Depuis quatre ans, MSF a reçu quelque 66 000 kg de matériaux usagés, mais toujours fonctionnels, dont la valeur dépasse les deux millions de dollars. Des dons qui auraient évité l’émission de 108 900 kg de gaz à effet de serre tout en permettant la réalisation de nombreux projets. Les matériaux acheminés en 2018 dans le cadre de la campagne « Un toit pour Haïti » ont ainsi servi à construire des écoles temporaires pour 400 enfants et à rénover six habitations. Plus près d’ici, dans la réserve faunique La Vérendrye, le programme a contribué à la construction et à la rénovation d’une trentaine de maisons de la communauté anicinape du village hors réserve de Kitcisakik. 

Recycler de vieux skis pour faire… du ski!

Skisrécup, c’est une entreprise-école qui récupère des skis et des planches à neige pour les transformer en bancs, tables, porte-bûches et porte-bouteilles! Une idée pour le moins originale, avancée par le prof d’éducation physique François Boucher et ses élèves de l’école secondaire Chanoine-Beaudet de Saint-Pascal, dans le comté de Kamouraska.

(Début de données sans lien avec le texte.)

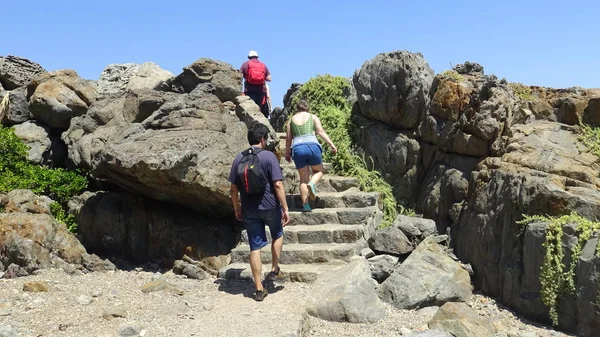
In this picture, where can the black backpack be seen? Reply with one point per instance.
(250, 178)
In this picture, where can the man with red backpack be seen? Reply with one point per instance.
(256, 74)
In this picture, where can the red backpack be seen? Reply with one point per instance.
(257, 72)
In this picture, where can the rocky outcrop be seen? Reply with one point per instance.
(226, 79)
(32, 239)
(17, 108)
(393, 88)
(427, 277)
(56, 97)
(44, 147)
(279, 116)
(348, 295)
(182, 153)
(17, 72)
(461, 321)
(141, 229)
(116, 79)
(544, 170)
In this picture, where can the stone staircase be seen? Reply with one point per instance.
(325, 239)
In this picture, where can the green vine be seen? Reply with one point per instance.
(18, 173)
(520, 90)
(327, 99)
(590, 137)
(556, 278)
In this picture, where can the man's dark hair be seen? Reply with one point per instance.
(302, 105)
(257, 132)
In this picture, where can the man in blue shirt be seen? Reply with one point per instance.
(268, 209)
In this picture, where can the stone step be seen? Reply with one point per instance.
(336, 200)
(329, 183)
(321, 216)
(293, 272)
(329, 233)
(296, 253)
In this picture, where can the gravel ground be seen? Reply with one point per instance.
(75, 306)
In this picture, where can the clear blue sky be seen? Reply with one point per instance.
(548, 43)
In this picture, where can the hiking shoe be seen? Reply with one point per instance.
(260, 295)
(276, 275)
(312, 191)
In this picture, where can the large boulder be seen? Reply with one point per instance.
(16, 108)
(142, 229)
(118, 78)
(45, 148)
(182, 153)
(544, 170)
(56, 97)
(399, 161)
(393, 88)
(226, 79)
(467, 115)
(390, 240)
(32, 239)
(427, 277)
(347, 295)
(17, 71)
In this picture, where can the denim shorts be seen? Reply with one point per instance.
(255, 223)
(307, 154)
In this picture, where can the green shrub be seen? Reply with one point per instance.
(520, 90)
(453, 74)
(327, 99)
(556, 278)
(18, 173)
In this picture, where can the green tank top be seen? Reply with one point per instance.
(308, 128)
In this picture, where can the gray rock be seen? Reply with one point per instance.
(544, 170)
(182, 153)
(189, 270)
(8, 331)
(112, 312)
(367, 253)
(399, 161)
(390, 240)
(427, 277)
(117, 223)
(430, 333)
(225, 78)
(382, 266)
(415, 227)
(119, 78)
(131, 329)
(393, 88)
(14, 270)
(347, 295)
(17, 110)
(469, 68)
(461, 321)
(44, 147)
(17, 71)
(56, 97)
(84, 300)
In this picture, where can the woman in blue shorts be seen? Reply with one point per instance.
(302, 145)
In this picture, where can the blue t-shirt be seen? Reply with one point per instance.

Un banc commémoratif (©JP Auclair)

Alors qu’il cherchait une façon de financer un programme scolaire de ski et de planche, François Boucher a eu son éclair de génie en 2014, à Stoneham, en voyant la quantité de planches à neige brisées lors du Snowboard Jamboree. Avec ses élèves – dont la plupart suivaient un parcours en adaptation scolaire et étaient bénévoles à cet événement –, il a développé cette source d’autofinancement. Après deux années de gestation, Skisrécup était né.

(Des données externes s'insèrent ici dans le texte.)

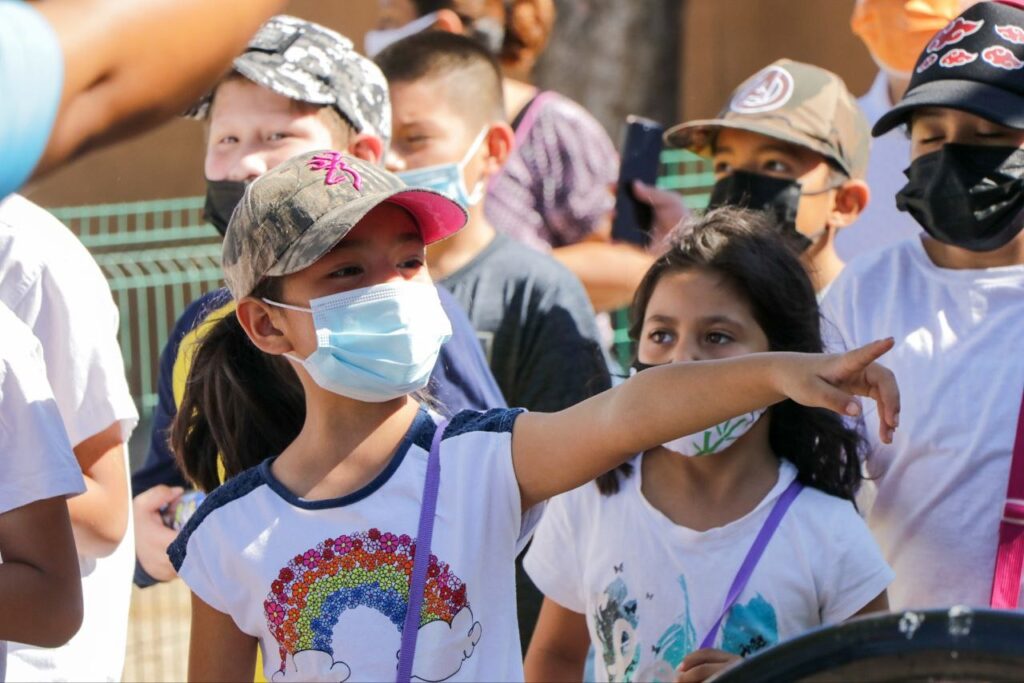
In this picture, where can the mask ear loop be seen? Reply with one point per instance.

Depuis, « les élèves ont recyclé près de 5000 skis et snowboards et construit plus de 500 meubles, ce qui leur a permis d’engranger des profits d’environ 5000 $ », énumère François Boucher. Chaque année, ces bénéfices permettent d’organiser plusieurs sorties de ski pour la quarantaine d’élèves du programme. Le matériel récupéré provient de nombreux dons de particuliers et de partenariats avec des entreprises comme Rossignol Canada et Utopie MFG de Rimouski, qui ont cédé à Skisrécup des centaines de skis invendus, désuets ou ayant des défauts de fabrication. 

Outre l’aspect formateur, le projet offre soutien et motivation aux jeunes, et les encourage à rester à l’école. « Un de mes élèves inscrits en adaptation scolaire, Maxime, voulait décrocher et avait des idées noires. Il a fait des stages à notre atelier pendant quelques années et je l’ai guidé en tant que mentor; ça lui a permis de développer un lien d’attachement avec l’école. Après avoir réussi avec succès son stage final en entreprise, il a reçu plusieurs offres, car les employeurs savaient qu’il avait appris avec nous la rigueur, le respect et les règles de sécurité », témoigne François Boucher avec fierté. 

Parmi les projets originaux, les étudiants ont créé un banc hommage destiné à la famille de Jean-Philippe Auclair, un skieur extrême emporté par une avalanche en 2014, ainsi qu’un banc sur mesure pour souligner, en 2019, le 70e anniversaire de l’incontournable Warren Miller Entertainment, qui produit des films spécialisés dans l’univers du ski alpin et de la planche à neige. Alors qu’ils cherchaient les skis parfaits pour ce projet, la famille Auclair les a contactés pour leur donner les skis de leur fils. Une drôle de coïncidence, puisque Jean-Philippe avait participé à deux tournages pour cette maison de production.